Neil deGrasse Tyson is an astrophysicist who has found a second career as a passionate hype man for science and space exploration. You know him from when he has astutely reviewed your favorite blockbuster sci-fi film for scientific inaccuracies on Twitter (a practice he’s seemingly pulling away from), his stint as the host of Cosmos, and for his time as the host of StarTalk. Now entering its third season (and with a companion book on store shelves now) the NatGeo late night talk show illuminates its viewers’ understanding of scientific and other events while going deep with pop culture guests to find their (sometimes hidden) passion for science.
Recently, we had a chance to speak with Tyson about whether he can unplug and enjoy a movie, what he’s looking for in a StarTalk guest, and how we should all feel about the limitations of our lifespan and how we are destined to miss out on some of the exciting scientific advancements that science fiction teases us with.
What are you looking for in a guest? What kind of conversation are you hoping to have?
Well, it’s not that deep. So our goal is to get science to people that would not otherwise have access to science. That’s the goal. Alright. So now how might we attempt that? Well, people who either don’t have access to science or they don’t want access to science, because they don’t care or because they believe they don’t like it, how do we reach them? So you reach people like that by inverting the interview model. So it’s not a journalist interviewing scientists, it’s a scientist, me, interviewing people from pop culture. And when you do that, these pop culture icons, they each have followings. That’s what makes them a pop culture icon. And it follows them to StarTalk and then eavesdrop on my conversation with them that explores what role science plays in their lives. So they’ll come for their celebrity, but they stay for the science.
And so there is no … It’s not, “Well, I need this particular feature of a guest.” All the guests have to be is well-known. Either by name, as is the case with Whoopi Goldberg, or by title such as… We interviewed Ash Carter. Not so much a household name, but he is the Secretary of Defense of the United States. And so these are the criteria that we evoke. And then it’s my job to find the interesting science that may have touched their lives. Or it could be something about them. Some kind of soft pink underbelly that they might have that no other interview setup would reveal about them. So the ideal guest is someone who you never knew had an interest in science, but in fact, does.

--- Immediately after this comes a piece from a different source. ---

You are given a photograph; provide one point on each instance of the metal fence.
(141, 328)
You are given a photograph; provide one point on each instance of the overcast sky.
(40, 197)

By the way, an interest in science doesn’t require that they have expertise. Because in the studio, we cut the final show with someone who does have that expertise. We just need the celebrity to first have fun. It is an evening, late night talk show, and celebrities drive that entire industry of late night talk shows. We’re mindful of that, but at the end of the hour, we like to think they also learned something while you were enjoying the fun interview with the celebrity.
Can you talk about the value of science fiction as a great equalizer that can excite people about science facts. It’s obviously something that you were able to really expound upon with Goldberg with her experience on Star Trek. It really seems like a great conversation opener and kind of a way in with people.
Yeah, in fact, I’m surprised how many people who you would have never imagined has an interest or some fun science-y thing that they did that you just would have never guessed. So for example, we interviewed Jeremy Irons. He’s one of my favorite actors, but that’s not relevant here. What’s relevant is he portrayed a mathematician in an indie movie called The Man Who Knew Infinity, a profile of an Indian mathematician who helped make discoveries as a teenager that went beyond anyone’s knowledge or expectation, at the time. And he plays the Cambridge University professor of math who discovers him. So we had a whole conversation about this, and about his wife, how well did he do in math relative to acting, did he have good teachers, what was he thinking, what research did he do, what kind of training did he go for? And in the studio, we have an actual mathematician talking about this. So it’s just fun to see the ways that people can be touched by the STEM fields: science, technology, engineering, and math.
You’ve done so much work in terms of getting science out there. What was it about a talk show that seemed like the next logical step for you when you started this a couple of years ago?
We started as a radio show. Terrestrial radio, actually. Then it jumped species and went to satellite radio and a podcast, then it jumped species and went to television. We still produce the radio. And what happens is National Geographic cherry picks our guests, they pick the 20 that they want to put on TV, but all the same guests also appear on the radio version of the program. And of course, there’s a book. A companion book to the series that we’re quite proud of, actually, because we think it captures the soul of the show.
So the talk show, I mean who doesn’t like a good conversation about stuff you can learn? I think it’s a very natural medium, and it’s usually successful over the decades of the history of television. So we didn’t invent anything new in that regard, but what we were surprised to learn, delighted to learn, that we were actually saddened to learn, is that we were the very first science talk show on television. We didn’t create it to be that. It just turned out that way. And it became clear that it would have never been considered for an evening talk show if it did not have the strong celebrity component. But we knew in advance how useful that could be to bringing science to people who would never otherwise think about it.